MRI scans link atypical growth of key brain structure during infancy with autism
MRI scans have revealed a key growth pattern in the brains of infants that researchers have correlated with autism spectrum disorder.
After examining brain scans from more than 400 infants (6-24 months of age), researchers found that children who were eventually diagnosed with autism spectrum disorder (ASD) had something in common: overgrowth of the amygdala.
Located deep in the brain, the amygdala plays a key role in processing memory, emotional responses and decision making. An abnormally large amygdala is common among school-aged children with ASD, but exactly when overgrowth starts to occur has been unclear.

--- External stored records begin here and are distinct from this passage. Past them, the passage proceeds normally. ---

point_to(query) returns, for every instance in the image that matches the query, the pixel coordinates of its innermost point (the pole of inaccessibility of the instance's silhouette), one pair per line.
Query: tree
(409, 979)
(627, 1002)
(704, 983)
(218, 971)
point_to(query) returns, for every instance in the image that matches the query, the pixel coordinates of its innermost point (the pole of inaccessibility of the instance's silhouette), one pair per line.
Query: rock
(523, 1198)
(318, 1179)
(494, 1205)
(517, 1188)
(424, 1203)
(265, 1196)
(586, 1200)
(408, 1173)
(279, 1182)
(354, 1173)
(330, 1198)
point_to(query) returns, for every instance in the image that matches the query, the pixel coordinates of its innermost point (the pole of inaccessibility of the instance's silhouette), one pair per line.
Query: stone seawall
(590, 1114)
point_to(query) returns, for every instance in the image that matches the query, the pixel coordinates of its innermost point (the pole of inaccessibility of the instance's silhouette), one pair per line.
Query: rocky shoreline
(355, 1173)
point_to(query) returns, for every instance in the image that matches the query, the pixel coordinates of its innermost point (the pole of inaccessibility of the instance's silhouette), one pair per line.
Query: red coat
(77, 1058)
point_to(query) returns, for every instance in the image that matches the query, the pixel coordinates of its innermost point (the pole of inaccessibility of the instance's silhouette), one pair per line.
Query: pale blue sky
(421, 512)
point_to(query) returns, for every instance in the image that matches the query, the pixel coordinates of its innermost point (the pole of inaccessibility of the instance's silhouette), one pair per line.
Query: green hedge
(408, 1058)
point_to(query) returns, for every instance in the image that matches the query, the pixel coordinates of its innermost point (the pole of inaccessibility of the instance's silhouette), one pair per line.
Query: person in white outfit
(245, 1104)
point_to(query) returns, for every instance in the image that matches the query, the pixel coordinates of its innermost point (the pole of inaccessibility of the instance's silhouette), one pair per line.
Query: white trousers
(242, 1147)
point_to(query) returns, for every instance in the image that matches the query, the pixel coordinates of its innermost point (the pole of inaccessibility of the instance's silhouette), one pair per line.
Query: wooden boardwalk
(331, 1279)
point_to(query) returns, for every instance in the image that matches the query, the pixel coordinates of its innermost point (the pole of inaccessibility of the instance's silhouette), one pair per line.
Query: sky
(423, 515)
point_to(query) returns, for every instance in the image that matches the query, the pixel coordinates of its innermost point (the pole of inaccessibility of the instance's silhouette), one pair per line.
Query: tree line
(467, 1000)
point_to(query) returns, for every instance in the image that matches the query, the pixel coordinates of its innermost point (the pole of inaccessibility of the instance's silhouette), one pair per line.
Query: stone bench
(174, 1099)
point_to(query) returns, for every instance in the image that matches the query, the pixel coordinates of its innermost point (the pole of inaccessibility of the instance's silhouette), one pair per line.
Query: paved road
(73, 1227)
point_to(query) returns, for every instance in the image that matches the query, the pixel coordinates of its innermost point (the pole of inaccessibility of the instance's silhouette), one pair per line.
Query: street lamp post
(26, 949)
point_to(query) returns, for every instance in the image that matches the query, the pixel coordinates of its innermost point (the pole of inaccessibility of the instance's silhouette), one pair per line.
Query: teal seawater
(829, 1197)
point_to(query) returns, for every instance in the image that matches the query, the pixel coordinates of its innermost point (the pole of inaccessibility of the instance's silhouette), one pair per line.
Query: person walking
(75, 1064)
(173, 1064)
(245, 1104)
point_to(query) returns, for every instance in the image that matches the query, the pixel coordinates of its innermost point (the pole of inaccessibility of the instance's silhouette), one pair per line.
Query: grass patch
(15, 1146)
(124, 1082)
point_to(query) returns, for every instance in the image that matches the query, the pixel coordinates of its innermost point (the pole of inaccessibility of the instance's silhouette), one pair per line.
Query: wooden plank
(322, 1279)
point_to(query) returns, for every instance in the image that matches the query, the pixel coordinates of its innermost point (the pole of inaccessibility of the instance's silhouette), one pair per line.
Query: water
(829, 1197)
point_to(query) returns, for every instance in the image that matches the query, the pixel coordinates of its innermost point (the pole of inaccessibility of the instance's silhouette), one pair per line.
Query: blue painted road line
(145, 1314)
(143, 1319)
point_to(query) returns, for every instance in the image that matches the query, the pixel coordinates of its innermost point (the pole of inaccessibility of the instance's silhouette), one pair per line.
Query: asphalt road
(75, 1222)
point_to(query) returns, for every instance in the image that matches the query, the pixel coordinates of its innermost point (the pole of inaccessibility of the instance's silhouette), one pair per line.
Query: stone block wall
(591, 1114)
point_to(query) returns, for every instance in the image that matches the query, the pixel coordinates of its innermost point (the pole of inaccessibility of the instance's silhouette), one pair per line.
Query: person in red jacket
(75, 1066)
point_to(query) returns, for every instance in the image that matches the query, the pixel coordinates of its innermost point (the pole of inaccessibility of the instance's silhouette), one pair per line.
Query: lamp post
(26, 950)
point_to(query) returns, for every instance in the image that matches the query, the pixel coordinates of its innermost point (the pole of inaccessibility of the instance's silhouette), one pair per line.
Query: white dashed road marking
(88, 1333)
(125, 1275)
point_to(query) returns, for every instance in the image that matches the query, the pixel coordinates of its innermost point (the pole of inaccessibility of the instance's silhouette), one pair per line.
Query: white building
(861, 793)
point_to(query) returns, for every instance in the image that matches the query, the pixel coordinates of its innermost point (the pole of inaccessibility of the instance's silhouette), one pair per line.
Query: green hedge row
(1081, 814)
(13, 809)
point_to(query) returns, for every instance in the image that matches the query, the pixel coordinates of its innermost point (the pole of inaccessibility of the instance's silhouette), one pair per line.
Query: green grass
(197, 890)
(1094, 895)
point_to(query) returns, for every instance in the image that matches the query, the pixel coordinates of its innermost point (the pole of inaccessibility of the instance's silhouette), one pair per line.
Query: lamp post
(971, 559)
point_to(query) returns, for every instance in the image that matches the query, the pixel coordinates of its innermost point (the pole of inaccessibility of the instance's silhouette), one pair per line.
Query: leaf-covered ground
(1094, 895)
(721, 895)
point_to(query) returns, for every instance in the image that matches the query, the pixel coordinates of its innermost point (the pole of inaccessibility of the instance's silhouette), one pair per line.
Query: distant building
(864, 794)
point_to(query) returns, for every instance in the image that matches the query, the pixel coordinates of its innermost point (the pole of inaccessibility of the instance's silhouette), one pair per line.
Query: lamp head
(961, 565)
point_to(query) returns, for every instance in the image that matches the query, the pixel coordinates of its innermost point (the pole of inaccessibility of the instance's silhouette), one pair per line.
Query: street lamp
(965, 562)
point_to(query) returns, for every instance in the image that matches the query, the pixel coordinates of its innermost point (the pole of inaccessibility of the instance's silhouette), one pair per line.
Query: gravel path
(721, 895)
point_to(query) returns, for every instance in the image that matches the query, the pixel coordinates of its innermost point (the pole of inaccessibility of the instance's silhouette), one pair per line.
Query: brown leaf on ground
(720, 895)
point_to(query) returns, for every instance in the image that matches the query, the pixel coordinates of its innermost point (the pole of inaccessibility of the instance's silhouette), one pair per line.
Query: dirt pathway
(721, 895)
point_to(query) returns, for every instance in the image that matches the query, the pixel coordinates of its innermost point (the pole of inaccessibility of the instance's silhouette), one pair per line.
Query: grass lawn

“The vast majority of neuroimaging studies are cross-sectional and are conducted on children after diagnosis (i.e., 2 years of age and older), leaving unknown the developmental time course of amygdala enlargement, how it relates to the timing of emerging diagnostic features and eventual diagnosis, and whether enlargement is specific to the amygdala or also occurs during infancy in other subcortical structures, such as the basal ganglia,” first author Mark Shen, PhD, assistant professor of psychiatry and neuroscience at UNC Chapel Hill, and colleagues explained.
With the goal of identifying a clearer idea of when the amygdala overgrowth starts to occur, researchers acquired longitudinal brain MRIs from four groups of children—29 infants with fragile X syndrome, 58 infants at high likelihood for ASD who were later diagnosed, 212 high-likelihood infants not yet diagnosed with ASD and 109 control infants.
Researchers found that in infants who developed ASD, amygdala size was typical at 6 months of age, but this changed between the ages of 6 and 24 months. By 12 months the ASD group exhibited significantly larger amygdala volume compared to the other groups.
These changes appeared to correlate with the progression of social deficits as well. The experts reported that amygdala growth rate between 6 and 12 months was associated with greater social deficits at 24 months, when the children were diagnosed with ASD.
“The faster the amygdala grew in infancy, the more social difficulties the child showed when diagnosed with autism a year later,” the researchers said.
The authors note that their study results, which are the first to identify amygdala overgrowth before the onset of behavioral symptoms in autism, could help improve treatment and therapy strategies for children on the spectrum.
“Our research suggests an optimal time to start interventions and support children who are at highest likelihood of developing autism may be during the first year of life,” the experts suggested. “The focus of a pre-symptomatic intervention might be to improve visual and other sensory processing in babies before social symptoms even appear.”
The detailed research can be viewed in the American Journal of Psychiatry.